Fifth-graders also were proficient at 56.1 percent, which was up from their 51 percent proficiency rating in 2007. But board members still had some concerns there since the state average in fifth grade math was 73 percent proficient.
In sixth grade, the students were as proficient as the state average of 71 percent.
Meanwhile, seventh grade and eighth grade scores in both math and reading were exceptional.
In seventh grade, students registered in math at 89.3 percent, which was up from 67 percent proficiency in 2006 and 75 percent proficiency in 2007. Their reading scores were equally impressive at 73.3 percent proficient, which was more than 10 points above the target of 63 percent.
In eighth grade, students also were way above the target score of 56 percent in math at 80.3 percent and way above the target score of 63 percent in reading at 85.4 percent.
Junior high Principal Dan Clara said that last year about 315 students checked out more than 7,000 books from the library thanks to the accelerated reading program. This number was up from just over 2,000 books checked out in 2006.
After compiling some data provided by the state's Department of Education, Clara shared that in 2003, the junior high was ranked in the 29th percentile in eighth grade reading of over 900 middle schools in the state, and in 2007, the junior high moved up to the 67th percentile. In math, the junior high went from the 29th percentile to the 82nd percentile in the same time period.
"Right now, the junior high is the only school in the state that is recognized on the Professional Learning Committee (the teaching format the junior high has been following) Web site," Clara said. "Our school profile success story is there for schools all over the world to read, and we have been contacted by schools throughout the United States who wish to know more about our system and how we implement it."
Eleventh grade is the only grade at the high school level that participates in the PSSA testing.

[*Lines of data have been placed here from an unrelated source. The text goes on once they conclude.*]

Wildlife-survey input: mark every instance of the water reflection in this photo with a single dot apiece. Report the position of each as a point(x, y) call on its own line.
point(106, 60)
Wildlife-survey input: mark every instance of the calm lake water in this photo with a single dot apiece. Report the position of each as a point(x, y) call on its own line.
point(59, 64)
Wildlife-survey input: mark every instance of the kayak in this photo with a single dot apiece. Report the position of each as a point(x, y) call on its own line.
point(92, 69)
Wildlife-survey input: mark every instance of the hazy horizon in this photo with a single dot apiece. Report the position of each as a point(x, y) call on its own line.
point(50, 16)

High school Principal Wesley Nicholson gave their score updates.
In math testing, 56 percent of 11th-graders were proficient, which was the target number as well as the state's average percentage. This score has risen from 52 percent in 2006 and 54 percent in 2007.
Nicholson said that while they did work with all 11th-graders as a whole, their main focus was on the subgroup of economically disadvantaged students.
"Last year we saw a 16 point increase from the year before in that subgroup," he said.
When it came to reading test scores, 70 percent of 11th-graders in the district were proficient. This was seven points above the target number and five points above the state average.
"Again, our main focus was on the economically disadvantaged subgroup and that number went up from 49 percent in 2007 to 73 percent in 2008," Nicholson said.
Nicholson also informed board members what the target percentage will be up until the year 2014.
In 2009 and 2010, the target math score will remain at 56 percent; in 2011, it will go to 57 percent; in 2012, it will jump to 78 percent; in 2013, it will rise to 89 percent, until perfection is expected at 100 percent in 2014.
In 2009 and 2010, the target reading score will remain at 63 percent; in 2011, it will go to 72 percent; in 2012, it will jump to 81 percent; in 2013, it will rise to 91 percent, until, again, perfection is expected at 100 percent in 2014.